Se você quisesse um Simca, enfatizou, pondo a mão no magnífico modelo que tava na loja, aí sim, posso lhe fazer uma diferença.

– Mas, Geraldo, esse é um carro muito caro.

– Queísso, Coronel! Sei que dinheiro num é problema. Leve o bicho!

O coronel queria o carro, tinha o dinheiro para comprá-lo, mas, tava no seu sangue lutar para conseguir uma vantagenzinha, qualquer uma. Além do mais, o carro era de uma cor só – vermelho vivo, impecável, lindo – e o coronel desejava um “saia e blusa”…Soltou a isca:

– É, Geraldo, se o bicho fosse “saia e blusa”, eu até que ficaria com ele…

Geraldo nem pestanejou:

– Pois eu mando buscar outro, do jeito que você quer, hoje mesmo, em Campina Grande e lhe entrego amanhã.

O coronel ficou sem saída. – Tá fechado. Pode mandar buscar.

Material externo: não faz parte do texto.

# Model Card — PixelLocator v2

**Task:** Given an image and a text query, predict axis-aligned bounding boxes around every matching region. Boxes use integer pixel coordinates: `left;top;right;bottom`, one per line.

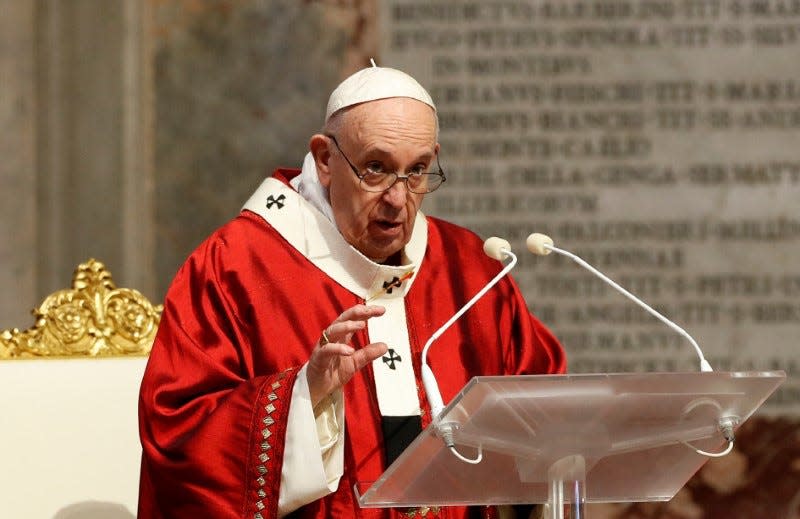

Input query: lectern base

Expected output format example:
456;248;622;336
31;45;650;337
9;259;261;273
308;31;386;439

544;455;586;519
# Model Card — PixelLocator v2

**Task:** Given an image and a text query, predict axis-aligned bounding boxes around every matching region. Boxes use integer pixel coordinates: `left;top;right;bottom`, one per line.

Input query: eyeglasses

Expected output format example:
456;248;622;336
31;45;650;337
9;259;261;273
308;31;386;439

326;135;447;194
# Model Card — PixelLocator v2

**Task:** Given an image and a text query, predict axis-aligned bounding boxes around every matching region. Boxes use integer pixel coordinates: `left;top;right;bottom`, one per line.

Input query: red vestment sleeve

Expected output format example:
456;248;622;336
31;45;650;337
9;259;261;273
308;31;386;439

138;239;299;519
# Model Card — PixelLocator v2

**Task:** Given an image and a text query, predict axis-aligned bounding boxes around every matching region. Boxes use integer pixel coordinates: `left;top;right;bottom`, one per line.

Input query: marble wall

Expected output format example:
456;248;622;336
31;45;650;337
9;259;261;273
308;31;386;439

153;0;374;294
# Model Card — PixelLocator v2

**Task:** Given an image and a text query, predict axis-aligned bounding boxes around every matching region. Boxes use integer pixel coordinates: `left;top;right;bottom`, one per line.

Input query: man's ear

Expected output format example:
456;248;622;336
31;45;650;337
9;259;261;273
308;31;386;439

308;133;331;189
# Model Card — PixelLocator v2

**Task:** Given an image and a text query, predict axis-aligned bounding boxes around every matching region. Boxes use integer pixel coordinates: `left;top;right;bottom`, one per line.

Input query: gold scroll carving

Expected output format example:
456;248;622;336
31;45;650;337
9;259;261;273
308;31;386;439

0;259;162;359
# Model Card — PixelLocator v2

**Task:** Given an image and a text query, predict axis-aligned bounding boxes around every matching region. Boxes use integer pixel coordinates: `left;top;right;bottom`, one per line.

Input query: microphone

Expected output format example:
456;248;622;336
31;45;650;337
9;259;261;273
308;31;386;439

524;233;714;371
422;237;517;424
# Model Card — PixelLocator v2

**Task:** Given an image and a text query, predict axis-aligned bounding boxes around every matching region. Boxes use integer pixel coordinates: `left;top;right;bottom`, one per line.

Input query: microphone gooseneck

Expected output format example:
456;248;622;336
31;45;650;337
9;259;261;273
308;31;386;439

525;233;714;371
422;237;517;422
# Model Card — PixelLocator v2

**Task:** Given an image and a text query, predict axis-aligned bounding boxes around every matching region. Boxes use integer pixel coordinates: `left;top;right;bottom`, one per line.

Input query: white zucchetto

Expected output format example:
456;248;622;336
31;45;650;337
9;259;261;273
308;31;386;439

325;61;436;122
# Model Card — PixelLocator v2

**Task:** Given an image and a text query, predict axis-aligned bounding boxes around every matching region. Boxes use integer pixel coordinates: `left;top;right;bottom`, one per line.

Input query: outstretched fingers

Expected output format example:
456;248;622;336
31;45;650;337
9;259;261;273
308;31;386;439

353;342;389;371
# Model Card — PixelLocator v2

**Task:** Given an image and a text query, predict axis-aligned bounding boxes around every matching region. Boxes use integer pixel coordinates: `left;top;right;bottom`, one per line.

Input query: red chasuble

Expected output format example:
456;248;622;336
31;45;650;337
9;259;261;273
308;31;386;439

139;170;565;519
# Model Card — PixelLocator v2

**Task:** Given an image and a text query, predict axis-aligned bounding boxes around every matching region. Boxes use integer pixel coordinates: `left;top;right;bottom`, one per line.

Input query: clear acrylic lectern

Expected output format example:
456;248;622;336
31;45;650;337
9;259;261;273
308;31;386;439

356;371;786;518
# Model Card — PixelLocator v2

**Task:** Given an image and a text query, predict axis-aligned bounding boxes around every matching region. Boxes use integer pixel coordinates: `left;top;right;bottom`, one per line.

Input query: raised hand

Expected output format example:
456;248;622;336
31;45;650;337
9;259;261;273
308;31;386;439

306;305;388;406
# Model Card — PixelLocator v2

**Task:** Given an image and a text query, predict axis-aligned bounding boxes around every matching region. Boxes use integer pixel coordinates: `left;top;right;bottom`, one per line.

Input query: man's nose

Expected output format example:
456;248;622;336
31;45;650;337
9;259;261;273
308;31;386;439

383;178;408;207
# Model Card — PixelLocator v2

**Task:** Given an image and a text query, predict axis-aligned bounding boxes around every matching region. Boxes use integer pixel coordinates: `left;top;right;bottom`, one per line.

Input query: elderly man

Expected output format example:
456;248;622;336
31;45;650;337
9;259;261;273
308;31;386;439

139;67;565;519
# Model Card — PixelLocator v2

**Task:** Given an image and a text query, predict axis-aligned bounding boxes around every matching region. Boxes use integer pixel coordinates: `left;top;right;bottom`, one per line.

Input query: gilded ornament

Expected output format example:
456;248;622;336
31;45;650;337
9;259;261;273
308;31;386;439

0;259;163;359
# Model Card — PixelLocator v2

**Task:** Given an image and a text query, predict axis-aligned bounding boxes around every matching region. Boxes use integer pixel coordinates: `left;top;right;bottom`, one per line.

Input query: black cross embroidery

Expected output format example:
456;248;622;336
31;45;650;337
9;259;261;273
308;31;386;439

267;195;286;209
383;276;403;294
381;348;403;369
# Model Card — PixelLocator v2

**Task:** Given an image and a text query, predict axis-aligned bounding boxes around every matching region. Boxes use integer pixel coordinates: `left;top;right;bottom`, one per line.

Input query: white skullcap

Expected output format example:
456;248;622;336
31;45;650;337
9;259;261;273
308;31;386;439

325;61;436;122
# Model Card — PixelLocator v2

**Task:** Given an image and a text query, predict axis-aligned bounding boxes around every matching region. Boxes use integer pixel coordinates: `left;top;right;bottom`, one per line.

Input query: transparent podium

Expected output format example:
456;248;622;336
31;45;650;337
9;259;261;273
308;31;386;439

355;371;786;519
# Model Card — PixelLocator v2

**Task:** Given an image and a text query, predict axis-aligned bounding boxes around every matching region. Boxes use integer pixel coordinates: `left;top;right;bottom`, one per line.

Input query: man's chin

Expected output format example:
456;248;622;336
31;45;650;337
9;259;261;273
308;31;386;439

357;239;406;263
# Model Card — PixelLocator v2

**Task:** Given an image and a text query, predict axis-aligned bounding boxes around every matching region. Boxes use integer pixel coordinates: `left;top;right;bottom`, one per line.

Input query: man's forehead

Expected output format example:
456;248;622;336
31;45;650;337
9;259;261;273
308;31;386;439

337;97;436;143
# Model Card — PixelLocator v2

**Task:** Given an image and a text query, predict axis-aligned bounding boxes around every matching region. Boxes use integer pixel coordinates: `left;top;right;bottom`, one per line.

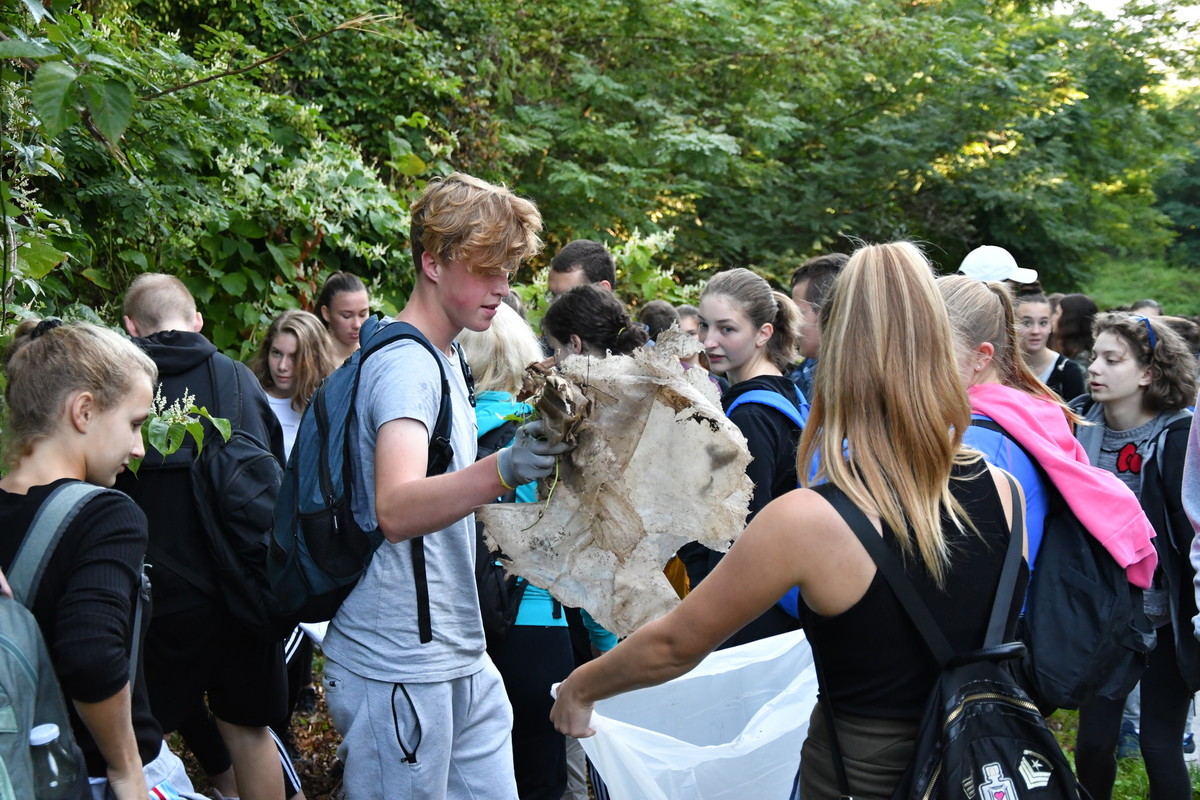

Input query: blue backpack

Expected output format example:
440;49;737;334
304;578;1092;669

725;389;809;431
725;389;809;619
268;318;474;643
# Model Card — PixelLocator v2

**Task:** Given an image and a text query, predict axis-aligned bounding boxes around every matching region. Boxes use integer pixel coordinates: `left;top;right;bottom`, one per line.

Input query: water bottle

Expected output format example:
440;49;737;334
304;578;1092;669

29;723;79;800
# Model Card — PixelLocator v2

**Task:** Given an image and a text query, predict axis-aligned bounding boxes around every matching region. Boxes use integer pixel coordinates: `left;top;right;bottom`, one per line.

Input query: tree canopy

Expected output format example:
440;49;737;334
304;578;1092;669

0;0;1198;354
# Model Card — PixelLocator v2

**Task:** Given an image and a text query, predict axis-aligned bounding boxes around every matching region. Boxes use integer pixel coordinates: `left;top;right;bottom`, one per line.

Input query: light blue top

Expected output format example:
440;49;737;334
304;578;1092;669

962;414;1050;571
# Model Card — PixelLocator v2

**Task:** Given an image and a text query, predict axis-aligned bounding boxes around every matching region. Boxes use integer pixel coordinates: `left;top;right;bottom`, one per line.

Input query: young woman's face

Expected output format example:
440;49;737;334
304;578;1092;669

84;377;154;486
1087;331;1150;404
700;294;770;380
266;332;300;397
320;290;371;350
1016;302;1051;353
679;315;703;366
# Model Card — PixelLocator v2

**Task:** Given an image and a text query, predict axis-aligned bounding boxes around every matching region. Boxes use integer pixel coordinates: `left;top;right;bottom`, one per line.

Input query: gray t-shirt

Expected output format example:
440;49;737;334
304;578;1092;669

322;341;485;684
1096;414;1165;497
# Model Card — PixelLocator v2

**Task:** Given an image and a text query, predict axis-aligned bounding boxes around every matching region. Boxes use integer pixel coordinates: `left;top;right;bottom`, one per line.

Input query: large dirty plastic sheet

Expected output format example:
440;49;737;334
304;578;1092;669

580;631;817;800
476;329;754;637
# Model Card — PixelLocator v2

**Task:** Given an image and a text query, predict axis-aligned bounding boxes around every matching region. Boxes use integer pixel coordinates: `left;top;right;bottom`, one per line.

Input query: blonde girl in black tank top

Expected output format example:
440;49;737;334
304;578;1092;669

551;242;1022;798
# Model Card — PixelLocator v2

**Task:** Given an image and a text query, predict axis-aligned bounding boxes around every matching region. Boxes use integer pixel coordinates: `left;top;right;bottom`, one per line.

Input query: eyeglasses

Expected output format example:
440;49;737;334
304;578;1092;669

1133;314;1158;353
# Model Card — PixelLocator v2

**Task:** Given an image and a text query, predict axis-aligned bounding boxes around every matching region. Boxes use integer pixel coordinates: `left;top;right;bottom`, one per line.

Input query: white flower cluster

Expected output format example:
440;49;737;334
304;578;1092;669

152;384;196;425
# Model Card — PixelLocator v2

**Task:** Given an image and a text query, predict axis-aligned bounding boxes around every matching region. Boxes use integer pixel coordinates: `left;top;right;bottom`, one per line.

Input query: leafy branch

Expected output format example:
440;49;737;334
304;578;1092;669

139;14;400;100
130;384;232;475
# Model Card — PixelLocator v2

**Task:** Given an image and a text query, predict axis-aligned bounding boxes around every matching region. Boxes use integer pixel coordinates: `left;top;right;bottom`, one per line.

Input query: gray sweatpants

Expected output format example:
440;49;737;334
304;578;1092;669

324;660;517;800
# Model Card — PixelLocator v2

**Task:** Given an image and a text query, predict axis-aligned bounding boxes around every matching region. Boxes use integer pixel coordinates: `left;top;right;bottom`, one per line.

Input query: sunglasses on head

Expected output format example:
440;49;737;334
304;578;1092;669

1133;314;1158;353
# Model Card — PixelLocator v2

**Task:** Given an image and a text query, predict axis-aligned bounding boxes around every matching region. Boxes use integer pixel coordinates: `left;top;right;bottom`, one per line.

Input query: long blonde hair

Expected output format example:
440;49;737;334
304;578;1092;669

798;241;978;584
937;275;1079;427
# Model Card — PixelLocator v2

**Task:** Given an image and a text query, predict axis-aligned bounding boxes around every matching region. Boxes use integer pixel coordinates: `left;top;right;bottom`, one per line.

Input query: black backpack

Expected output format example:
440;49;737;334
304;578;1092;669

268;317;475;644
814;477;1087;800
142;354;286;639
971;419;1156;715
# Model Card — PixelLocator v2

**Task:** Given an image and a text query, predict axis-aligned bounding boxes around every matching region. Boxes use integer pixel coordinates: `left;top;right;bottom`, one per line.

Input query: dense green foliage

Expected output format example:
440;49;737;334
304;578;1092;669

0;0;1200;354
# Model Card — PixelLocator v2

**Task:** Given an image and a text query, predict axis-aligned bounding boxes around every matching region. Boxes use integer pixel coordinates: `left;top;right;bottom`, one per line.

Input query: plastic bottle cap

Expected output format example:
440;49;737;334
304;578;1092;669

29;722;59;747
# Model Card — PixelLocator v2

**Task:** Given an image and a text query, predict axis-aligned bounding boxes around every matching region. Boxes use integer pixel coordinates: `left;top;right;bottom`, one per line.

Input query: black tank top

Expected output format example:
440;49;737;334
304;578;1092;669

802;461;1028;720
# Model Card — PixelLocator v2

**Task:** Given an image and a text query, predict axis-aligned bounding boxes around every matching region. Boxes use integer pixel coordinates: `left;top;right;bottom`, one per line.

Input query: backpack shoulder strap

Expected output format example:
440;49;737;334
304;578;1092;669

7;481;150;686
725;389;809;428
7;481;110;607
209;353;241;431
344;320;458;644
812;472;1025;800
815;473;1025;667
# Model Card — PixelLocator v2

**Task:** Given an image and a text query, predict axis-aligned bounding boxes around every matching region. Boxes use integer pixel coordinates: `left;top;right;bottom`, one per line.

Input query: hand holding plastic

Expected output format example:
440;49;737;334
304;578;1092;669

498;420;572;486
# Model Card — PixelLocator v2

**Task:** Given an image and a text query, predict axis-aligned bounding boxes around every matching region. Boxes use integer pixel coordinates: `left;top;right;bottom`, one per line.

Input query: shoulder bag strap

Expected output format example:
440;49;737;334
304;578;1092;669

355;320;453;644
7;482;149;691
7;481;107;608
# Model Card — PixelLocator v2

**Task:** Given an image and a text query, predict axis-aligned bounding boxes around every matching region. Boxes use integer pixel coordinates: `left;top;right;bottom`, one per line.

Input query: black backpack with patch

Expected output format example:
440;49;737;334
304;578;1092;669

814;477;1087;800
971;419;1156;715
139;354;285;639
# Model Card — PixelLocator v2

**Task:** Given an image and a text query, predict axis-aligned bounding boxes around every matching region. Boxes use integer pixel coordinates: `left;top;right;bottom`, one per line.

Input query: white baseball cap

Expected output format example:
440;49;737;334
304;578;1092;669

959;245;1038;283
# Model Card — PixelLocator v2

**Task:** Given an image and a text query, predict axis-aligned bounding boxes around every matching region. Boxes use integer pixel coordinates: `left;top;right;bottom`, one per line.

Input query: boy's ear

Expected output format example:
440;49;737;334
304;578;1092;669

421;251;442;283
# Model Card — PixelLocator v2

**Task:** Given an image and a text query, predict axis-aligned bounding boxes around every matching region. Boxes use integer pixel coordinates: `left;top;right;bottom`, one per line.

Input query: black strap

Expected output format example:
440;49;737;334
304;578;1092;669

812;473;1025;800
204;353;242;434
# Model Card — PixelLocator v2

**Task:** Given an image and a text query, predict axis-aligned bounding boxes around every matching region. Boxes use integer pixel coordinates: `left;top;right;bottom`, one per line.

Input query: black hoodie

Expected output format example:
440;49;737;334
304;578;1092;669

116;331;283;616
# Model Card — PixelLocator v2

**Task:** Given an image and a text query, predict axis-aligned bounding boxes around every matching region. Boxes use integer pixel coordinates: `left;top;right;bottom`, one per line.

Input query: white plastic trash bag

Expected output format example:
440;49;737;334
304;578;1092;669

580;631;817;800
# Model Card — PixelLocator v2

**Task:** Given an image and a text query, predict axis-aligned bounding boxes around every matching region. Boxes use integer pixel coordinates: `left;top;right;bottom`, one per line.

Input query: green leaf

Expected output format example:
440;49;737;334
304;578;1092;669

25;0;54;23
116;249;150;271
196;408;233;441
266;242;300;272
229;219;266;239
221;272;248;297
30;61;79;138
166;425;187;456
142;416;175;456
388;152;426;175
0;38;59;59
184;420;204;456
17;240;67;281
80;266;113;289
83;78;133;144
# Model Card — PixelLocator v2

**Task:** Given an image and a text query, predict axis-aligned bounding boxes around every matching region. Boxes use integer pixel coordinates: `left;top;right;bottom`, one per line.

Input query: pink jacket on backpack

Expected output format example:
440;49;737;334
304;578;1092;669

967;384;1158;589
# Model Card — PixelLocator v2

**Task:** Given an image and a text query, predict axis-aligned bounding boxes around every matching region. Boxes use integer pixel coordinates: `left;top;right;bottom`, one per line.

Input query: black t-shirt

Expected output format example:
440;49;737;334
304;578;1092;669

0;479;162;777
802;462;1028;720
689;375;800;649
721;375;800;522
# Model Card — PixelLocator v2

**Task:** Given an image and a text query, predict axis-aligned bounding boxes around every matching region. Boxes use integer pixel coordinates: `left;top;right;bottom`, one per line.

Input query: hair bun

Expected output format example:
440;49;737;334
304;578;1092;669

29;317;62;339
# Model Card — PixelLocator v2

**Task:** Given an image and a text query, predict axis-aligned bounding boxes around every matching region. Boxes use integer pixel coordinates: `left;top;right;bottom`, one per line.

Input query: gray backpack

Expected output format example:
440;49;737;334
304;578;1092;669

0;483;135;799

Finda a “batalha”, foi um Geraldo saindo por uma porta e o outro Geraldo saindo por outra.

O hoteleiro voltou ao seu hotel, na Câmara Cascudo, onde passou a sonhar acordado, com seu Simca novo, “saia e blusa”

O vendedor de carros, foi à procura de um terceiro Geraldo, o exímio pintor de automóveis Geraldo Manso, que tinha oficina ali perto da Base Naval.

Naquela noite, um Simca Chambord vermelho vivo, transformou-se num reluzente “saia e blusa” vermelho, com capota branca, coqueluche do momento, para os bacanas da época…

…Que, no dia seguinte, foi entregue ao feliz proprietário.

Campina Grande – acreditem – fica no Alecrim.